UNCTAD

On the 18th of April 2018, the president of the Republic of Turkey, Recep Tayyip Erdoğan, together with an opposition party’s leader, Devlet Bahçeli, announced that a decision has been made to have an early election for both the parliamentary elections, and the presidential elections of Turkey, who will hold higher power than his/her predecessors and will not work together with a prime minister. The decision to switch from a parliamentary system to a presidential system came in 2017, when a referendum took place and the majority of votes turned out to be in favor of a change.

The transition period was supposed to last for 2 years, with the election date being decided as the 3rd of November, 2019. The selected date would give opposition leaders such as the rooted Cumhuriyet Halk Partisi (Republican People’s Party) and the up-and coming İYİ Parti, who were expected to run a strong campaign, enough time to prepare their agendas and decide on a candidate and run their election campaigns.

According to the explanations that were made by AKP(Justice and Development Party), the ruling party and president Erdoğan, the main motivation for the change of date was the current state of the Turkish economy, mainly the worsening exchange rate, decrease in foreign direct investment and the current deficit. While these problems have occurred during the ruling of Erdoğan and his party, they were quick to dismiss any wrong doing, and suggested that these were due to the long transition period from the parliamentary system to the presidential system, and the political uncertainty that was caused by it.

The announcement for the change of date was met with heavy criticism from the opposing parties, their leaders and also many Turkish people, as they claimed that the said reasons behind the decision were baseless. While political uncertainty can certainly contribute to the mentioned problems by Erdoğan and Bahçeli, it is important to remember that the Justice and Development Party have been in charge since 2001. Therefore, looking deeper into the reasons behind this decision to move the elections up, the whole situation paints itself as more of a power move.

After coming to power in 2001, the Justice and Development Party AKP, has won  12 elections in total, running against several different parties (and candidates) as their opposition. The broken-down state of the Turkish opposition parties has been apparent, as the aggressive and assertive campaigning that AKP engaged in for years have eclipsed the social justice focused passive agendas that their rivals pursued. AKP’s heavy focus on helping the “little people”, following a religiously charged agenda with a vulgar and volatile way of handling foreign relations raised them and their then-leader Erdoğan to cult hero status in Turkey.

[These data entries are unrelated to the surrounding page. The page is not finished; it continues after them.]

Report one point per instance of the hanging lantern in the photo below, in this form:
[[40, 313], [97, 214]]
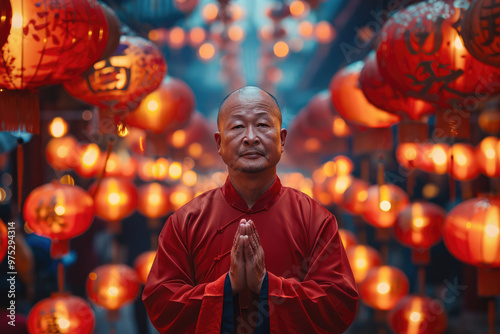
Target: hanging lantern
[[112, 286], [383, 287], [418, 315], [115, 199], [420, 225], [362, 258], [59, 212], [488, 156], [143, 264], [385, 97], [349, 100], [348, 238], [120, 82], [61, 313], [472, 232], [421, 54], [166, 109], [46, 44], [463, 165], [154, 200], [355, 196], [383, 204], [479, 31]]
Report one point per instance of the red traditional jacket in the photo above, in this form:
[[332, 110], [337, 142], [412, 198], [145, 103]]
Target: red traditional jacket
[[311, 288]]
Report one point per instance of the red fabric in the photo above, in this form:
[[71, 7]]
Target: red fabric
[[311, 286]]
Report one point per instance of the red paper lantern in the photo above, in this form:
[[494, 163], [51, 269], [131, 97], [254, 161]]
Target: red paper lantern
[[420, 225], [362, 258], [479, 31], [418, 315], [154, 200], [121, 81], [166, 109], [59, 212], [421, 54], [352, 104], [383, 96], [143, 264], [383, 287], [112, 286], [61, 313], [115, 199], [383, 204], [472, 231]]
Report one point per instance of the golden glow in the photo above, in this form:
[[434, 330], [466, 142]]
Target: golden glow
[[58, 127], [383, 288], [281, 49]]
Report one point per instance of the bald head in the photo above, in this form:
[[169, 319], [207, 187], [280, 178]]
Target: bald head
[[249, 95]]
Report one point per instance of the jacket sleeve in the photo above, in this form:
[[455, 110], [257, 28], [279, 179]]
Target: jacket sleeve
[[325, 301], [174, 301]]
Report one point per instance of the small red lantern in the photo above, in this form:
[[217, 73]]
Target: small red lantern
[[362, 258], [115, 199], [472, 231], [112, 286], [420, 225], [61, 313], [166, 109], [154, 200], [383, 204], [351, 103], [121, 81], [143, 264], [383, 287], [418, 315], [59, 212]]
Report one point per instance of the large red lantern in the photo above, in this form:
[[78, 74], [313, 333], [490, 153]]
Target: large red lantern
[[420, 225], [472, 231], [352, 104], [383, 287], [166, 109], [383, 204], [121, 81], [421, 54], [115, 199], [418, 315], [112, 286], [59, 212], [384, 96], [479, 31], [154, 200], [143, 264], [61, 313]]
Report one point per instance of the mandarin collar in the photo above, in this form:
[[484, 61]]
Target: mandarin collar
[[265, 201]]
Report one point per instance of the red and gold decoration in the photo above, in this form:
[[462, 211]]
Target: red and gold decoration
[[59, 212], [61, 313]]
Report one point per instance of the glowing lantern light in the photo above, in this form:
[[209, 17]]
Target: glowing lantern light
[[61, 313], [420, 225], [154, 200], [383, 204], [362, 258], [419, 315], [115, 199], [166, 109], [120, 82], [59, 212], [383, 287], [472, 232], [112, 286], [143, 264]]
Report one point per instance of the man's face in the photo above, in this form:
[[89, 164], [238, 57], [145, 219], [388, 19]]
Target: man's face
[[250, 138]]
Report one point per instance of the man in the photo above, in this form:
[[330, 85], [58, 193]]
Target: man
[[251, 256]]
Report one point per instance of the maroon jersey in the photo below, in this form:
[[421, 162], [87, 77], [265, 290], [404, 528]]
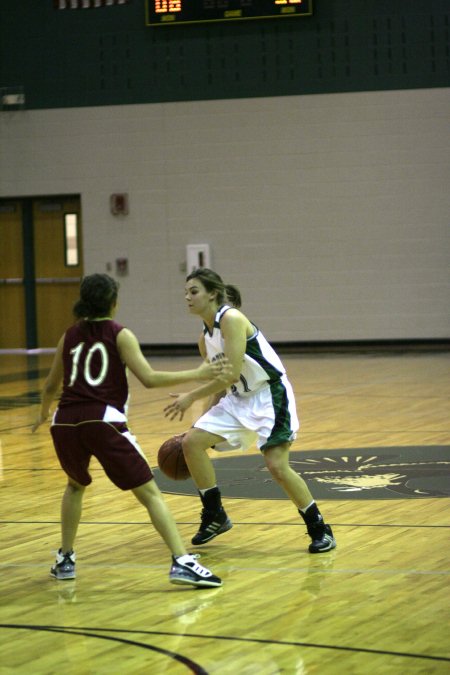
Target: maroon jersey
[[93, 370]]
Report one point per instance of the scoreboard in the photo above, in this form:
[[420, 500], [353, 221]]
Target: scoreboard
[[175, 12]]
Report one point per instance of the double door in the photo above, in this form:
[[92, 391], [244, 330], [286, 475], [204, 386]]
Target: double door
[[40, 269]]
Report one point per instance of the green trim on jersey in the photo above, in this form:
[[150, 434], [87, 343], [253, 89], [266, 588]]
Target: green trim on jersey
[[253, 349], [281, 431]]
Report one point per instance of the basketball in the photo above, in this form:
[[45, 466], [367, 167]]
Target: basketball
[[171, 459]]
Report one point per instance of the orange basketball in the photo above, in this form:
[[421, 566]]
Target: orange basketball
[[171, 459]]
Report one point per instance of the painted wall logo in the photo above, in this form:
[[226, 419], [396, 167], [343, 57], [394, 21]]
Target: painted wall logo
[[358, 473]]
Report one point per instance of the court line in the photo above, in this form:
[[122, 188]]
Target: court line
[[235, 522], [86, 632], [78, 630]]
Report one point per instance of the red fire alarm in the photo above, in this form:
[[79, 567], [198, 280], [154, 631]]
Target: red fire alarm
[[119, 204]]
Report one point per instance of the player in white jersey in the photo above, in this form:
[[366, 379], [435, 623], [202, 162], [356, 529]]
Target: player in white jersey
[[258, 406]]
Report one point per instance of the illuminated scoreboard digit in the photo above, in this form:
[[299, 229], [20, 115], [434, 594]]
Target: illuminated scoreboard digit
[[173, 12]]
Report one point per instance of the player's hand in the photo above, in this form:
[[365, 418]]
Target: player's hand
[[39, 420], [178, 407]]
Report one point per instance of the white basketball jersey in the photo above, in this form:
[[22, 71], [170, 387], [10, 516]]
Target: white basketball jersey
[[261, 364]]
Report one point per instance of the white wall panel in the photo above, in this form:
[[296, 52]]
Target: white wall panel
[[331, 212]]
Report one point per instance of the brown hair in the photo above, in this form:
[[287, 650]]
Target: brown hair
[[213, 282], [98, 293]]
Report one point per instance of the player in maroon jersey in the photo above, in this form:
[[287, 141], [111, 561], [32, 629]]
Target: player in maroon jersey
[[91, 419]]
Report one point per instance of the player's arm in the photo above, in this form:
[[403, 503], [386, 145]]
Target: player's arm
[[233, 326], [211, 400], [51, 386], [131, 354]]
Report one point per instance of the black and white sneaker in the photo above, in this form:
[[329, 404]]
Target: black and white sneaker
[[186, 570], [64, 567], [212, 524], [322, 539]]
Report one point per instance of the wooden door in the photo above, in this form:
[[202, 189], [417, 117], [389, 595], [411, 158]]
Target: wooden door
[[57, 278], [12, 297]]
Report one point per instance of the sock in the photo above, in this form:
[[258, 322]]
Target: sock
[[211, 499], [311, 515]]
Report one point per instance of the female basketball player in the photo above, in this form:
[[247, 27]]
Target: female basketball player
[[258, 406], [90, 361]]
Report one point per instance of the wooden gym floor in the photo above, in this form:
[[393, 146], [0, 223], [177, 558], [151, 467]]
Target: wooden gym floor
[[379, 603]]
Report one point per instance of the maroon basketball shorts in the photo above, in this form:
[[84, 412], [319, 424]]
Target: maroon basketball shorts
[[111, 443]]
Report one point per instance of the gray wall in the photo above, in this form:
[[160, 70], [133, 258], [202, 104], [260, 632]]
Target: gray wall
[[331, 212]]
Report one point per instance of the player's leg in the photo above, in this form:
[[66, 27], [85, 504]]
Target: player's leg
[[277, 461], [185, 569], [71, 506], [75, 462], [214, 519], [150, 496]]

However, with the establishment of İYİ Parti, lead by Turkish politician Meral Akşener, many experts believe that the ruling party could face stronger opposition in 2019, initial intended date of the elections to take place. The party was formed by prominent former members of Turkey’s main established parties, and its agenda mainly focuses on the restoration of the parliamentary and judiciary systems together with complementary institutions that forms the government.

After its formation, members of İYİ Parti have engaged in assertive campaigning, by spreading their so called anti-Erdoğan agenda across the nation, attracting voters from different parts of the country and aimed to place themselves in primary position to establish the party into a powerhouse opposition. However, it is important to remember that the party was established on the 25th of October 2017 and needed time to achieve their set goals before the elections in 2019, therefore a change in the date for the election was likely to damage their chances of running a successful election campaign, cutting their preparation time from 24 months to just 8.

Together with the İYİ Parti situation, members of the main opposition party CHP were also displeased with the passive demeanor of their leader Kemal Kılıçdaroğlu. Having lost 12 elections as the main opposition to AKP, there were speculations regarding CHP advocating for a different party candidate, rather than advocating for Kılıçdaroğlu.  Muharrem İnce, a fierce politician who is an MP of CHP for his hometown, Yalova, was regarded as a prominent candidate by the main opposition party members. However, similar to the situation of İYİ Parti, the main opposition needed time and planning to run their long expected successful election campaign, and the decision for an early election now stands in their way.

The above-mentioned issues for the opposition left many experts and citizens displeased. President Erdoğan and AKP are currently being accused of using their influence and political power to assist themselves to reinforce Erdoğan into becoming the first ever “president” of Turkey. Together with this, Erdoğan and AKP’s influence on the problems that are being faced by the Turkish economy have been heavily discussed, and Erdoğan’s vulgar behavior towards the European Union, decision to attack Syria to intervene with domestic terror threats, and aggressive attitude regarding holding more power and influence were pointed out as the main arguments behind them. Regardless, the upcoming elections in Turkey will heavily influence the growth trajectory of the country, and will have an enormous impact on the political identity of the country as a whole.